Now a different telephone is ringing. Dreyfuss, telephone in hand, gestures desperately toward the bedroom. In the bedroom, over an unmade double bed, another three-button phone is flashing. I punch all the buttons, but get nothing except dial tones. I return to the living room, shrug at Dreyfuss; Dreyfuss shrugs back.
“All they’re interested in,” Dreyfuss is saying into the phone, “is getting anybody, Charles Manson, Rick Dreyfuss, Tab Hunter, on television. They don’t care,” he says, “if I get up there and go goo-goo.”
He listens briefly, then interrupts. “Listen. Why don’t you just do a leading role in a movie and then you can get taken care of too?”
Now Dreyfuss is scribbling frantically, phone crooked on his shoulder. “Tell them I’m going to do a porno in London,” he says. “Yes.” The other line rings. “Hold on. What? You’ve got to come to Washington. Don’t you know that pleasure and happiness are the goal of American society?” He listens impatiently. “It’ll be fun.” He pauses. “Listen, I’ll call you back.”
He switches buttons, the other line lights up, the telephone in the bedroom rings again. Dreyfuss pauses, glances at his watch, surrounded by telephones. “Listen,” he asks me, “you want to share a cab downtown?”
Stupid,” no matter how politely he asks, is one passport stamp that Richard Dreyfuss will probably never manage to earn. At out first meeting over breakfast in a Seventh Avenue delicatessen, Dreyfuss managed, in less than ten minutes, to drag the conversation onto an extended analysis of C. Wright Mills’s notions of “cafe society.” “Why,” Dreyfuss wondered, “are people interested in personalities? Why is it that I should get to do interviews? What do people get out of that?”
What readers get out of most personality interviews seems, in general, rather a mystery. What magazines get out of interviews is less obscure: readers. And what Richard Dreyfuss gets out of interviews may finally be even less obscure. “I’m going to do them,” he swears today, “until I get it right.”

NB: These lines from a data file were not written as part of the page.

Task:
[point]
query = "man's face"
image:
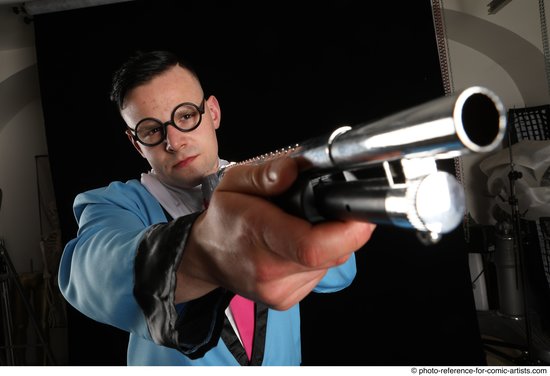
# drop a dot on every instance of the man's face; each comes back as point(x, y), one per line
point(184, 158)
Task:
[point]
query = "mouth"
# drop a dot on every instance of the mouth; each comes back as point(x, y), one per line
point(185, 162)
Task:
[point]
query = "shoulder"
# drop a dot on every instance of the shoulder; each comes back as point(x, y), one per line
point(130, 195)
point(116, 190)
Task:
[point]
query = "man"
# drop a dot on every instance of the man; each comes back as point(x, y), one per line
point(153, 258)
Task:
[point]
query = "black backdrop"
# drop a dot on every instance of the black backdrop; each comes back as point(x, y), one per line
point(283, 72)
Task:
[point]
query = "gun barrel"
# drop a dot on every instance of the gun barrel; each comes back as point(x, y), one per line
point(470, 121)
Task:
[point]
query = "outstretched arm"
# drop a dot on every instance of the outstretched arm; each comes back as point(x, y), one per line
point(250, 246)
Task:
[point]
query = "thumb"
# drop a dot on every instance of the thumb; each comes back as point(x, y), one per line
point(268, 178)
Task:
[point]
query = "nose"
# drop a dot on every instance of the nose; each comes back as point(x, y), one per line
point(175, 139)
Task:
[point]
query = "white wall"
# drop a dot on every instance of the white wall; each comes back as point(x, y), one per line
point(503, 51)
point(22, 138)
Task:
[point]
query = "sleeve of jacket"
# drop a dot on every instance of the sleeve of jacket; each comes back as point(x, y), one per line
point(199, 324)
point(112, 270)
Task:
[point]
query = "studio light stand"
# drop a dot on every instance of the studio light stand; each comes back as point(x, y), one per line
point(9, 277)
point(510, 263)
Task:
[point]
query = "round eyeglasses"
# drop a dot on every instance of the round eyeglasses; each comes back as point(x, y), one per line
point(185, 117)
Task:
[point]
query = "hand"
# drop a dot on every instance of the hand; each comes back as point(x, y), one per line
point(250, 246)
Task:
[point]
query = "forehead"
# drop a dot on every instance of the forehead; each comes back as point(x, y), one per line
point(159, 96)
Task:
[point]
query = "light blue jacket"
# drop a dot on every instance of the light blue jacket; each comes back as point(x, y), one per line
point(104, 276)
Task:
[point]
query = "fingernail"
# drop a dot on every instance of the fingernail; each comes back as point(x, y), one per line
point(273, 169)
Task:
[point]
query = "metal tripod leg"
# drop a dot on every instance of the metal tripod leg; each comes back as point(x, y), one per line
point(11, 275)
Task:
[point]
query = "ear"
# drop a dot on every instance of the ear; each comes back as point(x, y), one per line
point(136, 144)
point(215, 112)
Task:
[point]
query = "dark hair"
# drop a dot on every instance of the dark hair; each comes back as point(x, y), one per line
point(142, 67)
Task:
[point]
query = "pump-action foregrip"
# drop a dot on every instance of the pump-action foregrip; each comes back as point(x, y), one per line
point(412, 193)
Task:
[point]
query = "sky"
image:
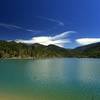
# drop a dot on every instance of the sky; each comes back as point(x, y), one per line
point(65, 23)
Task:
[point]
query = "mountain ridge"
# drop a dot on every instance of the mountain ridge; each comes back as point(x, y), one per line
point(12, 49)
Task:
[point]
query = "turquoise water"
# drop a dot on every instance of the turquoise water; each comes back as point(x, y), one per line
point(56, 79)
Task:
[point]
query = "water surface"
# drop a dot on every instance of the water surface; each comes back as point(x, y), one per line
point(52, 79)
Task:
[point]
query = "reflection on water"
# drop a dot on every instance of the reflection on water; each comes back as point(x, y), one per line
point(74, 76)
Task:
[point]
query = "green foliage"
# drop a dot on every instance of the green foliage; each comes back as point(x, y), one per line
point(35, 51)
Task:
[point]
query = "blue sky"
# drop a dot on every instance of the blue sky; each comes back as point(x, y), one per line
point(78, 21)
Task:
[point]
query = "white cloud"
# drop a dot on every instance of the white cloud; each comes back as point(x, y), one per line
point(51, 20)
point(13, 27)
point(58, 40)
point(86, 41)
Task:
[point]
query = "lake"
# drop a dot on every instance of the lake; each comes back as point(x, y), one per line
point(50, 79)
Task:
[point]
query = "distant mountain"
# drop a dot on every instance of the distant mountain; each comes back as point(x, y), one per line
point(91, 50)
point(20, 50)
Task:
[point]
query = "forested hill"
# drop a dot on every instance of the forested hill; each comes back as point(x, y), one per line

Dreyfuss, it develops, is exceedingly serious about politics. A few months ago he told no less a record than the New York Times that his goal was to become a United States senator. More recently, on the Mike Douglas Show, assistant to the president Donald Rumsfeld challenged Dreyfuss’s harsh analysis of the state of the union by saying, “Well, maybe that’s because you’re in the acting business instead of going into government.” As Lily Tomlin moaned, “Oh, give us a break, Donald,” in the background, Dreyfuss came back to say that he planned to do just that, and when he did, his approach would differ both in style and substance from Rumsfeld’s.
Indeed. Thus it is, very early the next morning, I find myself in a nearly deserted Penn Station, waiting for Richard Dreyfuss and the first Amtrak express to Washington D.C.